Why Media Relations Matters in the New Dispensation (Pt 1)

 In Articles, Case Study

Media relations is a critical aspect of Public Relations. There should be no confusion between the two. While PR is overarching, media relations refers to the management of relationships that an organisation has with a critical stakeholder, that is, the media. Though the two are used interchangeably, they are not the same.

It would be folly for an organisation not to treat its relationships with the media seriously. PR professionals recognise the fact that media is its bread and butter, a strategy that enables them to manage and maintain good and healthy relations with their media contacts.

Media acts as a go-between for an organisation and its target public. It creates awareness for the organisation to create a positive image, influence or behaviour from the chosen audience. In this way organisations build public support and acceptance through their outreach.

It remains critical to get coverage for the organisation, be it in print, online or electronic media. The journalists in various media platforms that PR executives deal with, enable reach to reach wider audiences. Not only is this cost effective, it is also an essential part of business practice in stakeholder management.

Magna Carta Reputation Management Consultants, and indeed other agencies, have put media relations at the top of their pitch to clients, particularly at time when the behaviour organisations, and individuals in them, are now subject to more intense scrutiny that ever.

The growth of social media and advances in information technology, have placed in the hands of ordinary people, the ability to transmit, share and broadcast their opinions to even wider audiences.

We are way past the time when traditional media ruled the roost.

“It (traditional media) owned newsgathering, it owned the stories and it owned news-hungry audiences, which was pretty much everybody. News brands and their journalists owned credibility and trust,” writes Marian Saltzman in her contribution to Forbes Magazine.

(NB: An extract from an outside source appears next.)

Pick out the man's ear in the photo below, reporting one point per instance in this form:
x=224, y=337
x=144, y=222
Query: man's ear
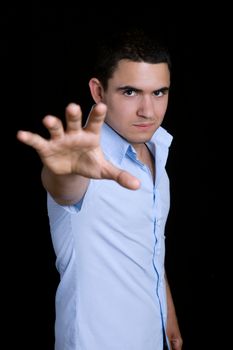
x=96, y=90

It had a monopoly and as a result, PR practitioners had little choice but rely on traditional media to share information. Hence the need to manage relations with this important channel of communication.

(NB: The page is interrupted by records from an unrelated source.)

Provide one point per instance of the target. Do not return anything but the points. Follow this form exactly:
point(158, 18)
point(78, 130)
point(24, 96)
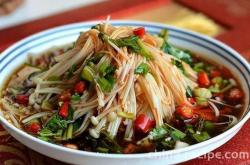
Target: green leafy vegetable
point(142, 69)
point(189, 92)
point(88, 73)
point(177, 134)
point(178, 64)
point(133, 43)
point(71, 71)
point(105, 85)
point(159, 132)
point(198, 67)
point(169, 49)
point(56, 123)
point(202, 136)
point(165, 131)
point(178, 53)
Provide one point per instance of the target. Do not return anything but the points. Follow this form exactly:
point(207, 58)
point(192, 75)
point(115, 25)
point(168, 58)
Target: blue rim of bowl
point(158, 26)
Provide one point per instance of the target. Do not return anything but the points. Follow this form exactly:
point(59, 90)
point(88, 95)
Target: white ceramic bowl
point(207, 47)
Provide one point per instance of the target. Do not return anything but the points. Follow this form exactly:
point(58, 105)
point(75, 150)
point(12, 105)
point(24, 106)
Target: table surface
point(13, 152)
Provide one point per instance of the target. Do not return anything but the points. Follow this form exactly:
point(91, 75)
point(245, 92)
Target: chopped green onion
point(103, 67)
point(70, 131)
point(46, 132)
point(202, 93)
point(46, 105)
point(209, 126)
point(105, 85)
point(102, 149)
point(127, 115)
point(163, 34)
point(177, 135)
point(134, 44)
point(142, 69)
point(201, 101)
point(88, 73)
point(190, 129)
point(217, 80)
point(144, 51)
point(54, 78)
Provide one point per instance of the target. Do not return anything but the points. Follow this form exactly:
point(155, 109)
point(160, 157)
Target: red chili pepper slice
point(80, 87)
point(192, 100)
point(65, 96)
point(22, 99)
point(140, 31)
point(143, 123)
point(215, 73)
point(34, 127)
point(184, 111)
point(64, 110)
point(203, 79)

However, times have changed. The platforms have multiplied, the reach has grown, and more ominously, everyone and their grandmother can transmit news in real time from a gadget on their palms.

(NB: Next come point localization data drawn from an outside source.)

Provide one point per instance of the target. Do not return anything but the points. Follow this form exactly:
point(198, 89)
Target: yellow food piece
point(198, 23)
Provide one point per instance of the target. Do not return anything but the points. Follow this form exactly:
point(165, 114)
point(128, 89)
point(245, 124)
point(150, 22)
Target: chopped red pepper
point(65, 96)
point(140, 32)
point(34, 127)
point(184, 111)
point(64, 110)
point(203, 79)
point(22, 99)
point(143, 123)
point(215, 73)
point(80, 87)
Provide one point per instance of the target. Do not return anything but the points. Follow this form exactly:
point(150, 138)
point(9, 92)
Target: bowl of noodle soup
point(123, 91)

A narrow definition of the media has become a fatal prospect for any organisation that relies on a wide audience to push their products and services, and also to gain credibility and acceptance.

The 24-hour news cycle, the growth of citizen journalism, blogging and the emergence of independent ‘influencers’ has created a more complicated media landscape.

It’s an environment that requires a strategic approach, planning and tactics that will enable an organisation to have its voice and story heard above all the noise. Worse still, the days when an organisation becomes content with staying below the radar, totally unnoticed, are over.

Today’s customer is no longer just content with complaining about bad service or product to an organisation. They now have the option, and the satisfaction, of sharing their experiences via online platforms such as social media or blogs.

Whether an organisation likes it or not, they are under increased and constant scrutiny, and they have little or no control over what is said about them.

Saltzman correctly alludes to the fact that potential consumers are now far more influenced by people they trust, and that includes not only their friends, but also journalists and bloggers whose voices and opinions they trust.

Therefore, PR agencies that provide specialised media training solutions for business leaders and spokespeople become valuable. Such solutions are designed to meet the demands of the traditional and the new media landscape, equipping clients with the skills to control their corporate messaging and effectively position themselves and their organisations.

The organisation now desperately needs a skilled PRP that will realise that it’s time to grow their reach to media beyond the traditional.

In other words, writes Saltzman, “It’s time to grow the contact list, edit it, analyse it and annotate it: Who is media and who is an influencer? Who helps spread the news and who drives actual buying decisions?”

If the internal skills to deliver this are not there, then the PR agency becomes a natural choice.